Existem alguns tipos de tonturas que estão relacionadas a labirintite, são elas:

labirintite

Vertigem paroxística benigna

Provavelmente o tipo de tontura mais comum, consiste na desordem dos arranjos de cristais presentes na cavidade auditiva, que são responsáveis pela orientação da posição em nossa cabeça. Quando desordenados, os cristais causam tontura, isso pode ocorrer devido à traumatismos cranianos ou por alterações metabólicas causadas pela hipertensão ou diabetes.

Migrânea vestibular

Se manifesta comumente em pessoas que sofrem de enxaqueca.

Síndrome de Ménière

Essa síndrome apresenta-se devido às alterações metabólicas no organismo, causados por algumas doenças, ou devidos aos maus hábitos alimentares, especialmente a ingestão excessiva de açúcar.

Causas

Ainda não é possível se ter total clareza acerca das causas da labirintite, porém, os casos apontam que infecções e inflamações estão intimamente ligados com os principais casos da doença, como o resfriado por exemplo. Outros fatores mais raros também podem estar ligados a doença, como tumores, doenças neurológicas, compressões mecânicas, alterações genéticas, alergias ou o uso inadequado de medicamentos que podem contribuir para a degradação da saúde do ouvido.

As causas da labirintite podem ser divididas em três tipos, são eles:

  • Virais: provenientes de vírus que entram em contato com o organismo através da boca, nariz ou vias respiratórias;
  • Bacterianas: quando a bactérias invadem o labirinto da cavidade auditiva, muitas vezes podendo ser causado pela meningite;
  • Emocionais: causado pelo estresse.

Fatores de risco

No tocante a labirintite, alguns fatores podem contribuir para o seu surgimento, alguns deles são:

  • Ter idade superior a 40
  • Hipoglicemia
  • Colesterol alto
  • Hipertensão
  • Diabetes
  • Triglicérides
  • Otite
  • Consumo exagerado de álcool
  • Tabagismo
  • Consumo exagerado de açúcar
  • Má alimentação
  • Jejum prolongado

Sintomas da labirintite

O sintoma mais comum, e também o principal, se chama vertigem, que se ocorre quando se tem a sensação que tudo seu redor está girando. Junto à vertigem, podem vir outros sintomas, confira:

  • Tontura
  • Náuseas
  • Vômito
  • Sudorese
  • Alterações
  • Perda de audição
  • Desequilíbrio
  • Zumbidos no ouvido
  • Audição diminuída
  • Queda de cabelo

Em sua fase aguda, a doença costumar manifestar – se de maneira repentina, podendo ter duração de minutos ou horas, tudo vai depender da intensidade da crise.
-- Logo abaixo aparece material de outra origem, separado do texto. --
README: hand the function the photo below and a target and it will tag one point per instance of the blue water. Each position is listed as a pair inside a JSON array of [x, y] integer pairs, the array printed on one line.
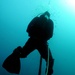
[[15, 15]]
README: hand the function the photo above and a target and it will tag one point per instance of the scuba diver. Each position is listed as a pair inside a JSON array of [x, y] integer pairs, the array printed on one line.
[[40, 30]]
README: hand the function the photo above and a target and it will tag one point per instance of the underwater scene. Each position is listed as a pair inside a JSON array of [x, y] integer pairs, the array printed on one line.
[[15, 15]]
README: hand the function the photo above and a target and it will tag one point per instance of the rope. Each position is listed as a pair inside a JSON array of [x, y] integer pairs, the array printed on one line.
[[47, 62], [40, 66]]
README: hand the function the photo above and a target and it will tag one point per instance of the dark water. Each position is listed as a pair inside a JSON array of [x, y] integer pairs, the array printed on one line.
[[14, 18]]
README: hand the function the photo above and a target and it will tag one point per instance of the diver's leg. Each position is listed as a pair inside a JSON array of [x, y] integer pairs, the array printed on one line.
[[43, 50], [27, 48]]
Em casos de gripe ou resfriado, os sintomas da doença costumas aparecer um ou duas semanas depois.

Na consulta médica

É importante você procuração o profissional adequado para o seu problema, no caso da labirintite, os especialistas que podem te ajudar são:

  • Clínico geral

Diagnóstico da labirintite

O profissional irá realizar algumas perguntas para você acerca dos sintomas sentidos, porém na grande maioria dos casos isso não é possível diagnosticar a doença. Dessa forma, o médico necessitará de exames físicos e neurológicos para ter um diagnóstico mais assertivo da doença. Em casos mais específicos, pode-se suspeitar de que outras doenças possam estar causando os sintomas da labirintite, nesses casos exames mais específicos para sanar a dúvida.

Exames

Como dito anteriormente, em casos específicos é possível que o médico desconfie da presença de outras doenças no organismo, que podem estar causando os sintomas da labirintite. Alguns desses exames para identificar outras doenças são:

  • Eletrocardiograma;
  • Eletronistagmografia;
  • Tomografia da cabeça;
  • Exames de audição;
  • Ressonância magnética da cabeça;
  • Estímulo de calor para testar os reflexos dos olhos.

Tratamento de labirintite

Nos casos mais comuns da doença, os sintomas desaparecem sozinhos em um curto período de tempo, ou pode demorar até algumas semanas para isso. Em casos mais específicos, como a labirintite causada por infecção bacteriana, será necessário a ingestão de antibióticos. Lembrando que os medicamento só devem ser ingeridos após prescrição médica.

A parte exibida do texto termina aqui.